The Indian government might completely forgo the 8th Pay Commission, potentially abandoning the pay panel system altogether, impacting over 1 crore central government employees and pensioners. “The government is thinking of a different way to revise salaries and pensions for central employees and pensioners instead of setting up a new pay commission like before,” media reports quoted the source, who has been privy to all the recent meetings between the government and employee representatives.
Earlier, the media reports suggested that the Indian government may consider a major overhaul of its compensation structure for government employees. The government may instead of relying on pay commissions, which typically review and recommend salary and pension changes every 10 years, might introduce a new mechanism. Moreover, the new mechanism will consider performance and inflation as the matrix to revise the salaries and pensions of the central government employees and pensioners.
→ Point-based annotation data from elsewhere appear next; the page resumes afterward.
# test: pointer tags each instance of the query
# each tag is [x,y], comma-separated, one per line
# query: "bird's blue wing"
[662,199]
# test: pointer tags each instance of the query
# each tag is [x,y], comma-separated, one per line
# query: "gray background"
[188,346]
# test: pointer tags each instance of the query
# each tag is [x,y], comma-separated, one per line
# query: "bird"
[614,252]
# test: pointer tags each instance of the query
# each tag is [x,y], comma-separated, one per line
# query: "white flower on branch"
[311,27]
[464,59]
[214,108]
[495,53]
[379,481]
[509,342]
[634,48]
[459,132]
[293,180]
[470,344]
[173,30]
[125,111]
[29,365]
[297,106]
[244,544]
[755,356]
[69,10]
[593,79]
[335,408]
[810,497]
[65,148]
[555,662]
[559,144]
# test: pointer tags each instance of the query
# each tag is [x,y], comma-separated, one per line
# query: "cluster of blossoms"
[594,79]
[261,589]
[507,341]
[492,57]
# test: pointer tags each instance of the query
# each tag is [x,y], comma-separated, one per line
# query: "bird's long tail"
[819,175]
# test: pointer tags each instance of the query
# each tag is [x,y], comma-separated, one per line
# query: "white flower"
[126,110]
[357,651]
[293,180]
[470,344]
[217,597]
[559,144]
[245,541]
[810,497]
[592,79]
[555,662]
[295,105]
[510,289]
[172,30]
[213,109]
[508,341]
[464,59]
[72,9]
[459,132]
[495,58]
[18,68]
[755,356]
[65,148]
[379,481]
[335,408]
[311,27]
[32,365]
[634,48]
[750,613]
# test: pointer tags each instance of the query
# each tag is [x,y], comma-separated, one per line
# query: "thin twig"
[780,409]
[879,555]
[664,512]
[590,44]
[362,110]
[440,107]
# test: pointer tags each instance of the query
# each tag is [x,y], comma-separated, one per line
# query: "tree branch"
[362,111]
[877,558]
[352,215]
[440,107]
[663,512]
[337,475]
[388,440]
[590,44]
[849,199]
Notably, the union finance ministry recently clarified in Parliament that the government is not currently considering a proposal to establish the 8th Central Pay Commission.
8th Pay Commission: 186% Salary Hike In Danger?
Shiv Gopal Mishra, secretary of the National Council of Joint Consultative Machinery (NC-JCM), has sparked the hopes when he recently mentioned that the next Pay Commission may consider a fitment factor of “at least 2.86”. This may lead to a significant 186% salary hike for the central government employees.
If the government OKs this case, the minimum basic salary of central government employees could jump from Rs 18,000 to a Rs 51,480. Additionally, pensioners’ pension could potentially rise from Rs 9,000 to Rs 25,740 at this fitment factor.
However, with the latest developments, the potential 186% salary hike now looks in danger, at least as of now.